Humber, Coast and Vale Cancer Alliance has accelerated the procurement of home working stations to enable the reporting workforce within our region to report from home during Covid-19.
Thirty home working stations, which have been funded through transformational monies, will be placed in reporters homes across Humber, Coast and Vale region to help alleviate any pressures caused by staff needing to self-isolate or reduce travel into acute sites.
The Cancer Alliance has worked with Northern Lincolnshire and Goole NHS Foundation Trust, York Teaching Hospital NHS Foundation Trust and Hull University Teaching Hospitals NHS Trust to agree where these stations are placed for maximum impact.
As well as supporting the continuation of cancer diagnosis in line with national guidance during covid-19, the home working stations will also support service delivery in the immediate post Covid-19 period and will enable collaborative working and increased capacity for reporting in the longer term.
As the Alliance move forwards, the work stations will form part of the Humber, Coast and Vale collaborative reporting solution, described below by Dr Oliver Byass, Clinical Director for Radiology at Hull University Teaching Hospitals NHS Trust:
“The collaborative reporting solution sits above our independent Picture archiving and communication system (PACS) and work stations within the various trusts and will allow us as individual radiologists to report the ‘right test first time’ seamlessly across our organisations and that is going to be transformational as to how we work in the future.
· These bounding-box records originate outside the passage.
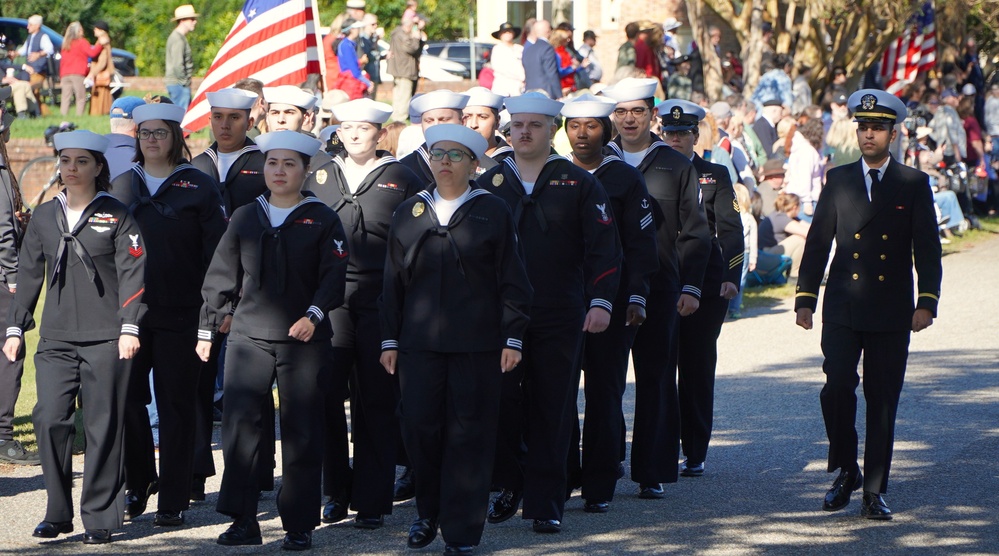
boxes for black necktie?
[867,168,881,205]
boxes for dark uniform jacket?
[111,162,226,314]
[593,155,659,307]
[691,154,746,295]
[305,151,424,301]
[476,153,622,312]
[191,138,267,215]
[607,136,711,298]
[794,159,943,332]
[198,192,349,342]
[380,188,532,353]
[7,191,146,342]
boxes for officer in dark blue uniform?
[656,100,745,477]
[794,89,943,520]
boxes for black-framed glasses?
[139,129,170,141]
[614,106,649,118]
[430,149,475,162]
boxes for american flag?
[183,0,326,132]
[881,2,937,96]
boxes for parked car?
[421,41,493,79]
[0,17,138,80]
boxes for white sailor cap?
[465,87,505,111]
[333,98,392,124]
[52,129,110,153]
[409,89,468,120]
[132,103,185,125]
[264,85,318,110]
[846,89,909,125]
[205,87,257,110]
[562,93,617,118]
[319,124,340,145]
[656,99,705,131]
[506,92,563,116]
[601,77,659,102]
[423,124,489,158]
[255,129,323,156]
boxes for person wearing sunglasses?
[112,103,226,527]
[657,100,745,477]
[305,99,425,529]
[603,78,711,500]
[562,94,659,513]
[381,124,533,554]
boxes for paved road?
[0,233,999,555]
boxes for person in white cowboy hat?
[794,89,943,520]
[461,87,513,175]
[476,93,621,533]
[163,4,198,110]
[657,95,745,477]
[305,98,424,529]
[196,130,350,550]
[400,89,468,183]
[112,103,226,527]
[603,78,711,499]
[191,88,267,214]
[381,124,532,554]
[3,131,146,544]
[562,94,659,513]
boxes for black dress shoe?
[281,531,312,550]
[83,529,111,544]
[638,483,666,500]
[153,512,184,527]
[583,500,610,514]
[860,490,892,521]
[406,519,437,548]
[354,513,385,529]
[486,488,524,523]
[31,521,73,539]
[822,469,864,512]
[322,499,349,523]
[392,467,416,502]
[215,518,263,546]
[680,460,704,477]
[534,519,562,533]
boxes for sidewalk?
[0,233,999,555]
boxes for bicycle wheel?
[17,156,60,208]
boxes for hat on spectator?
[172,4,198,21]
[562,93,617,118]
[601,77,659,102]
[132,104,185,125]
[264,85,318,111]
[255,129,323,156]
[423,124,489,158]
[464,87,506,111]
[110,97,146,119]
[205,88,257,110]
[760,159,787,179]
[52,129,110,153]
[492,21,520,40]
[711,100,733,120]
[847,89,909,125]
[656,99,706,131]
[506,92,563,116]
[333,98,392,124]
[409,89,468,121]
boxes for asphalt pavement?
[0,232,999,555]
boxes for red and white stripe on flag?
[881,2,937,96]
[182,0,326,132]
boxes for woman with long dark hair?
[3,131,146,544]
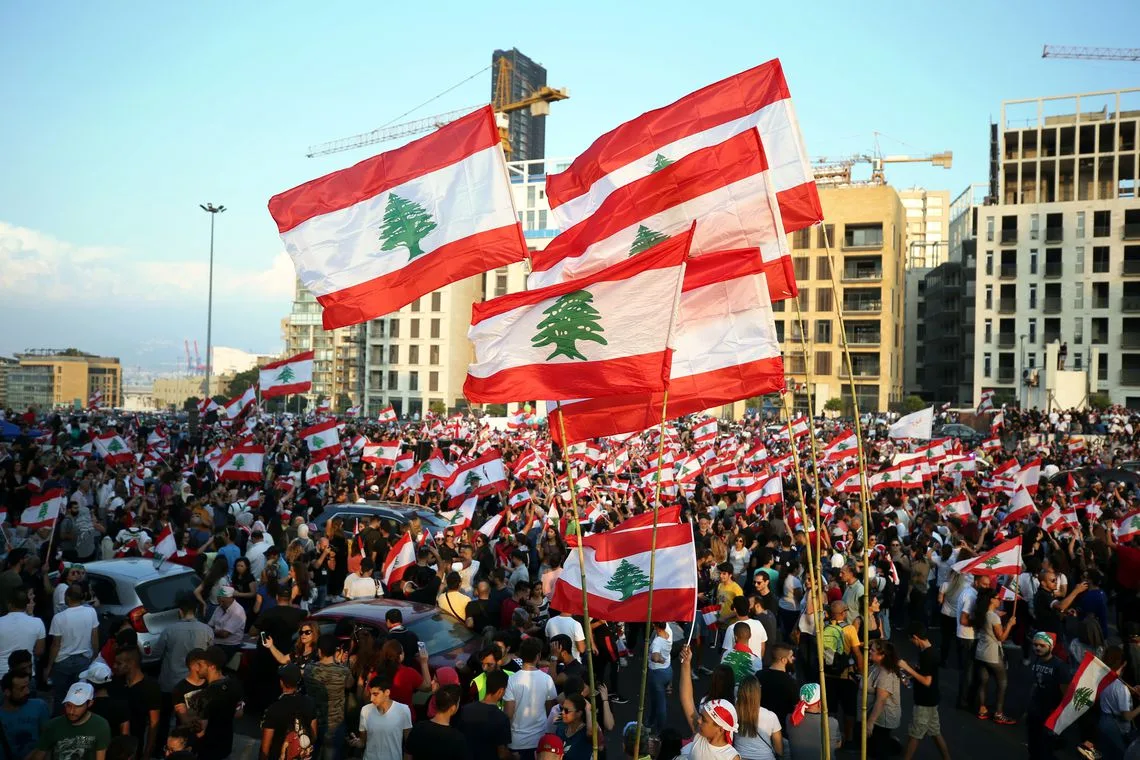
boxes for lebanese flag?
[258,351,312,399]
[360,441,400,467]
[382,531,416,588]
[269,106,527,329]
[300,419,341,459]
[226,385,258,419]
[1045,652,1117,734]
[547,251,784,444]
[551,523,697,622]
[527,130,796,300]
[95,431,135,466]
[218,444,266,481]
[546,59,823,248]
[463,230,692,403]
[19,488,67,531]
[954,536,1021,575]
[304,459,332,485]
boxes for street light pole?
[198,203,226,399]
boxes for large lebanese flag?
[463,230,692,403]
[527,130,796,300]
[547,250,784,446]
[546,59,823,242]
[269,106,527,329]
[551,523,697,622]
[258,351,312,399]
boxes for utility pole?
[198,203,226,399]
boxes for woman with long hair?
[732,676,783,760]
[970,588,1017,726]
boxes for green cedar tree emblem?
[380,193,435,261]
[530,291,608,361]
[629,224,669,256]
[605,559,649,602]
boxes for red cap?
[535,734,563,758]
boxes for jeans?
[645,667,673,730]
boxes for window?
[844,222,882,248]
[815,287,831,311]
[815,256,831,279]
[815,319,831,343]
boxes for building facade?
[281,280,365,411]
[773,183,906,412]
[972,89,1140,408]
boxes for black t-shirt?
[756,668,799,727]
[451,702,511,760]
[405,720,472,760]
[914,646,938,708]
[261,692,316,760]
[197,678,243,758]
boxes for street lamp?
[198,203,226,399]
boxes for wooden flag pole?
[634,396,665,758]
[554,409,601,760]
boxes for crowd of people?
[0,398,1140,760]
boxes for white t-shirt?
[503,670,559,751]
[359,701,412,760]
[544,615,586,660]
[732,708,780,760]
[48,604,99,662]
[0,612,46,678]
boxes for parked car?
[84,557,202,662]
[310,598,483,670]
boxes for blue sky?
[0,0,1140,369]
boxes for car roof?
[83,557,194,582]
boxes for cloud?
[0,221,294,309]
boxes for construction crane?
[306,56,570,161]
[1041,44,1140,62]
[812,150,954,185]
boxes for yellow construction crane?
[306,57,570,161]
[1041,44,1140,62]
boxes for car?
[314,501,448,536]
[309,598,483,670]
[83,557,202,663]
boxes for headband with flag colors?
[546,59,823,240]
[547,250,784,446]
[463,230,692,403]
[258,351,312,399]
[269,106,527,329]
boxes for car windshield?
[135,573,202,613]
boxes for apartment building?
[972,89,1140,408]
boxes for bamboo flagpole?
[554,417,606,760]
[633,389,665,758]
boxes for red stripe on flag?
[317,224,527,329]
[269,106,500,234]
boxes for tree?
[605,559,649,602]
[629,224,669,256]
[380,193,435,261]
[531,291,608,361]
[903,394,927,415]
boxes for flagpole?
[633,396,665,758]
[555,409,601,760]
[820,221,871,760]
[779,393,831,760]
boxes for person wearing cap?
[30,681,111,760]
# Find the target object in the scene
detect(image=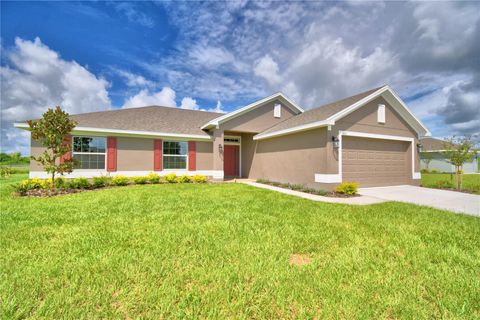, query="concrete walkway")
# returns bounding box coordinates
[240,179,386,205]
[358,186,480,217]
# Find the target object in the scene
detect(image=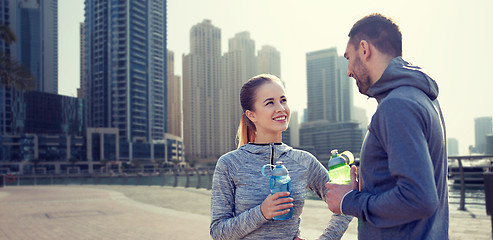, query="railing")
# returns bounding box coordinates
[448,155,493,211]
[0,167,214,189]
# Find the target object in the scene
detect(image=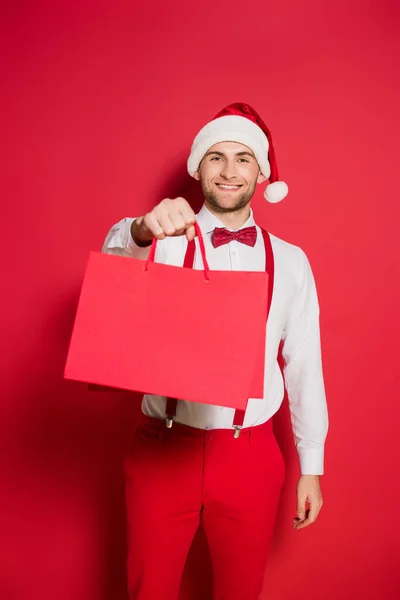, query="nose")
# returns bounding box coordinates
[220,160,236,179]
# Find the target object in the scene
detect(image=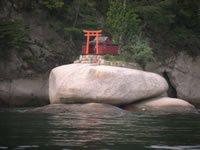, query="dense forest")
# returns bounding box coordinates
[0,0,200,66]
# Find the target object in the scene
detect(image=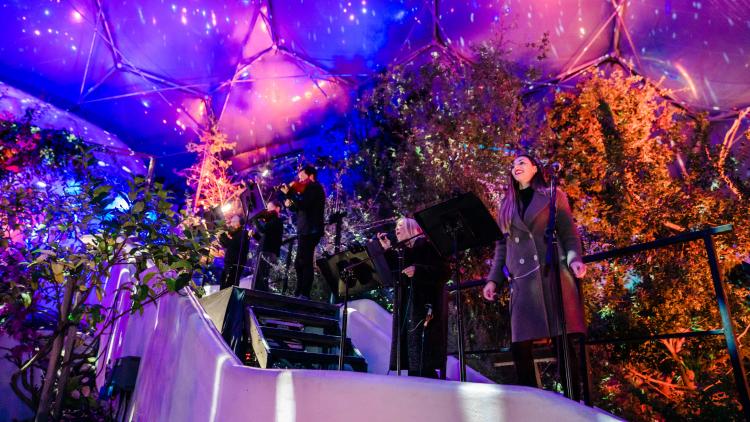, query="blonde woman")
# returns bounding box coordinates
[378,218,449,378]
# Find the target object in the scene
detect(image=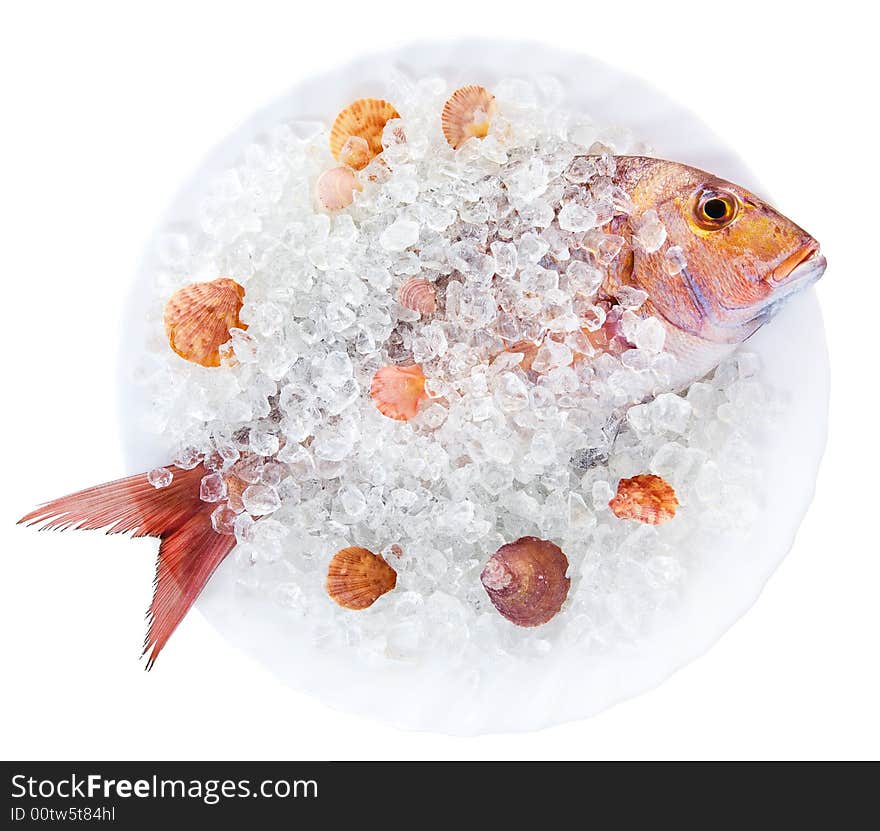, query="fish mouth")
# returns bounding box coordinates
[770,240,827,286]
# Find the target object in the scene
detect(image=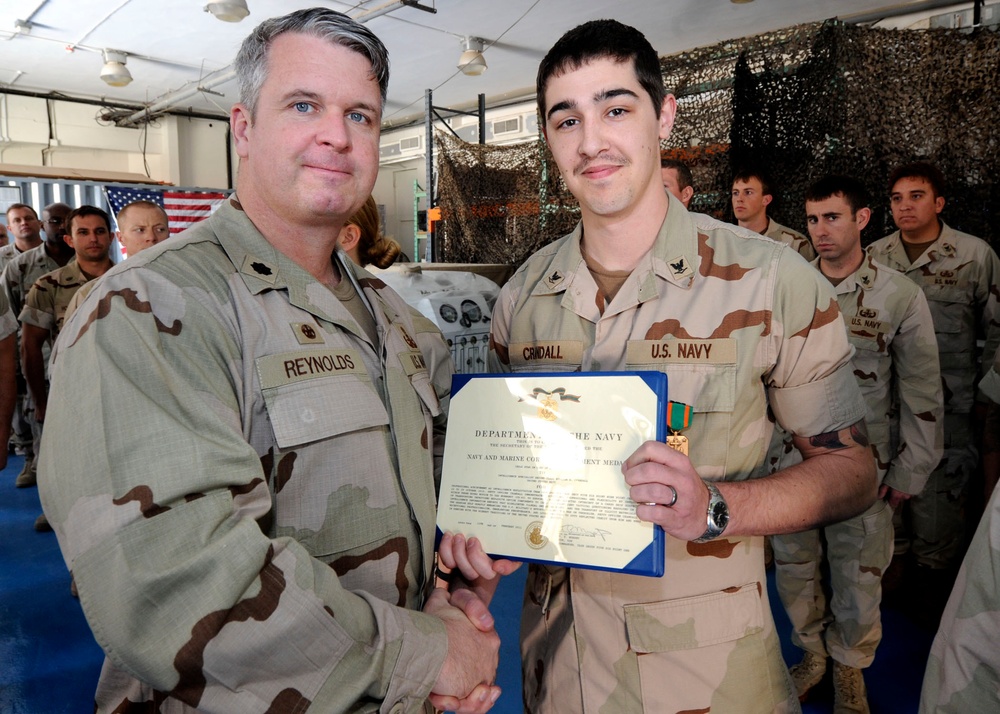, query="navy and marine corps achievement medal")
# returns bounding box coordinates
[667,402,694,456]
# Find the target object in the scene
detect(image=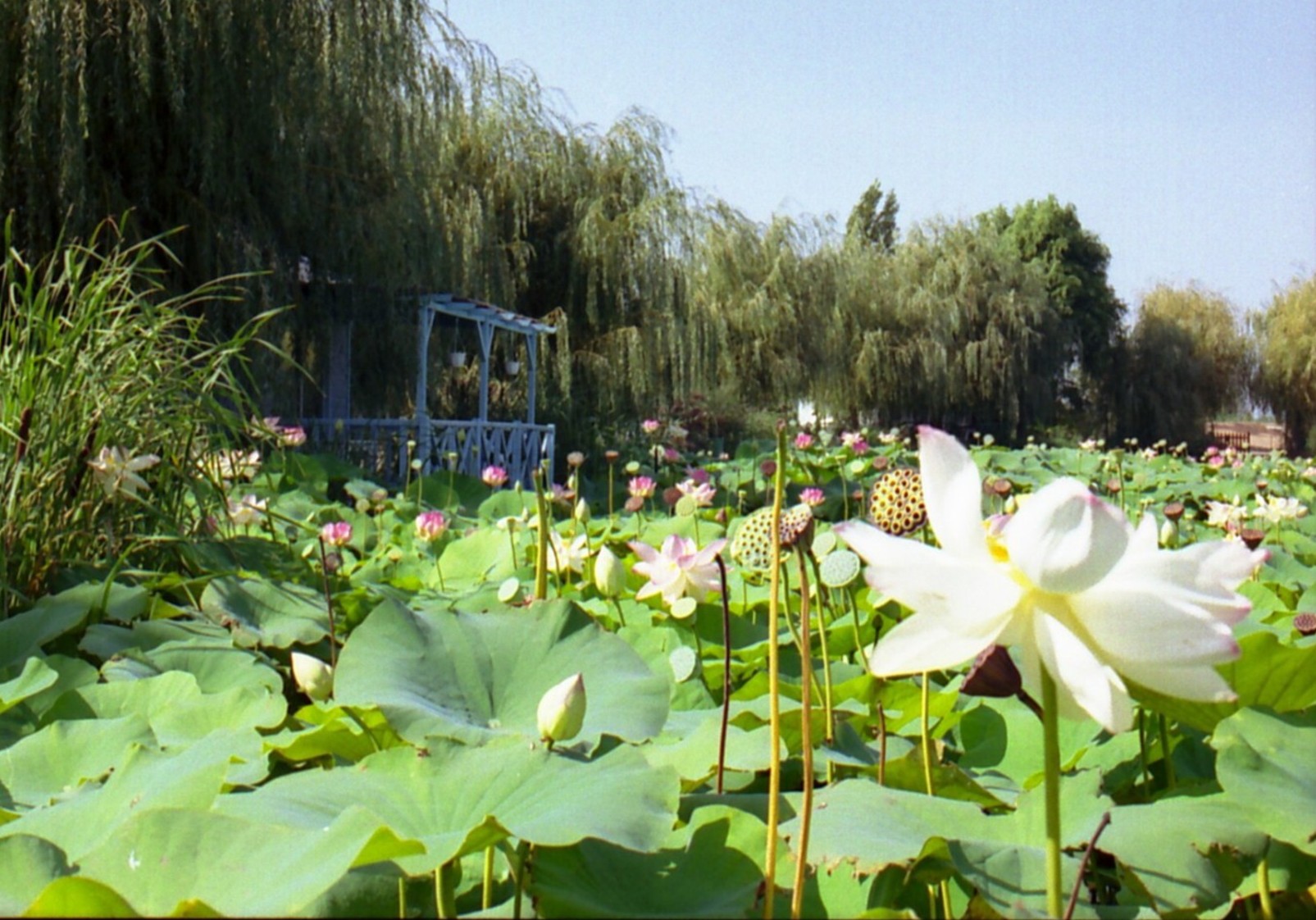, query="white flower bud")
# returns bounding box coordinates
[594,546,626,598]
[535,672,585,745]
[1161,521,1179,549]
[292,652,333,703]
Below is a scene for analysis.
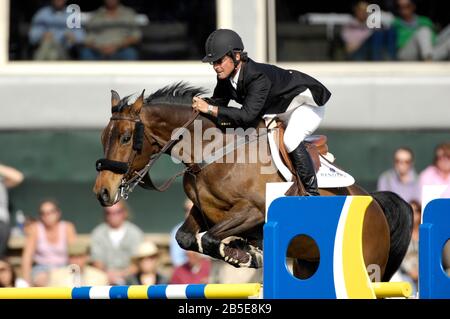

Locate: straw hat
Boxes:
[133,241,158,260]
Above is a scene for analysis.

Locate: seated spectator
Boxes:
[22,200,76,287]
[393,201,422,296]
[0,163,23,258]
[377,147,420,202]
[126,241,168,285]
[170,250,211,284]
[91,200,144,285]
[49,241,108,287]
[0,258,28,288]
[341,1,395,61]
[419,142,450,197]
[393,0,450,61]
[169,198,194,267]
[28,0,84,60]
[81,0,142,60]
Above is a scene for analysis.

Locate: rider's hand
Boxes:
[192,96,208,113]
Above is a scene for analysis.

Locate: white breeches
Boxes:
[284,101,325,153]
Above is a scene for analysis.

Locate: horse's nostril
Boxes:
[100,188,109,203]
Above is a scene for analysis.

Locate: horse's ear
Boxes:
[131,90,145,114]
[111,90,120,107]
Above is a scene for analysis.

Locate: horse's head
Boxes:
[93,91,155,206]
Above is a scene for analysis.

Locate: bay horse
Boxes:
[93,82,412,281]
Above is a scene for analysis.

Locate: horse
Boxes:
[93,82,412,281]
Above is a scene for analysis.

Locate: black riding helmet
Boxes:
[202,29,244,62]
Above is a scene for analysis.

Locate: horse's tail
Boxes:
[370,191,413,281]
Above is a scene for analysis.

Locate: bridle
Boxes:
[95,108,200,199]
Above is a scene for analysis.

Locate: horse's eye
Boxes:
[120,134,131,144]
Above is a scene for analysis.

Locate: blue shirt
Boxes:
[28,6,85,47]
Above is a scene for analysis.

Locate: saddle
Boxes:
[275,121,328,196]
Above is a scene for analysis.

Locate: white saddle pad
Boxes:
[268,116,355,188]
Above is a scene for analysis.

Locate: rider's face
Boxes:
[213,55,234,80]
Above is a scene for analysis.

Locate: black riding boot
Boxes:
[289,142,320,196]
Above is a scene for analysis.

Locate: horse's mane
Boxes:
[145,81,207,105]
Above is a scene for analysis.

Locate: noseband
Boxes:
[95,111,200,199]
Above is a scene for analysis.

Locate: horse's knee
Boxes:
[175,228,198,251]
[201,232,220,258]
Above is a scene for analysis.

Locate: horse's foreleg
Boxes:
[201,201,264,268]
[175,206,208,252]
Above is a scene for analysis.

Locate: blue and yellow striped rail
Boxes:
[0,283,262,299]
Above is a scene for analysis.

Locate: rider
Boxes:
[192,29,331,196]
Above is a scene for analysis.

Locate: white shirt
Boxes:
[108,226,125,248]
[230,68,241,90]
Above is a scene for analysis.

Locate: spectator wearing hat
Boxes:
[126,241,168,285]
[49,241,108,287]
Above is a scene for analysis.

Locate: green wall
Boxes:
[0,130,450,233]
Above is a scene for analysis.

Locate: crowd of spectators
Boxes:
[341,0,450,61]
[10,0,450,61]
[377,142,450,295]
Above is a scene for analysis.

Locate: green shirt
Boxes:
[393,16,436,49]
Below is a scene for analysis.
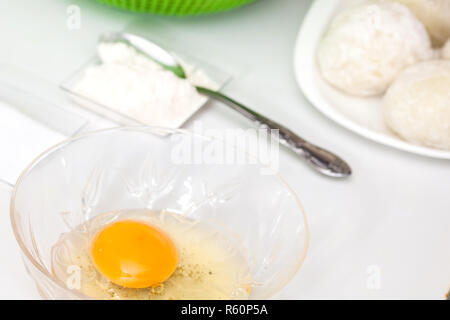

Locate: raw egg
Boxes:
[91,220,178,288]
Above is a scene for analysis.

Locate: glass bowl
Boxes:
[10,127,309,299]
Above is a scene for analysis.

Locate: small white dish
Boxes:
[294,0,450,159]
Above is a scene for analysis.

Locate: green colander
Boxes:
[97,0,255,16]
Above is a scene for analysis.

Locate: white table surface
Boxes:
[0,0,450,299]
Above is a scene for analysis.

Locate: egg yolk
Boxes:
[91,220,178,288]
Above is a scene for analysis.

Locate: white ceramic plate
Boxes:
[294,0,450,159]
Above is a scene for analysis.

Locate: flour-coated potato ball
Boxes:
[393,0,450,46]
[317,1,434,97]
[383,60,450,150]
Our work in modern radiology is a lot about diagnostics and trying to get the patient diagnosis both safely and as quickly as soon as possible and we are very fortunate in the fact that modern radiology, CT, MRI and ultrasound have amazing diagnostic capabilities”
This work will help support the Alliance ambition of earlier diagnosis and better outcomes for patients, whilst delivering sustainable diagnostic services across the area.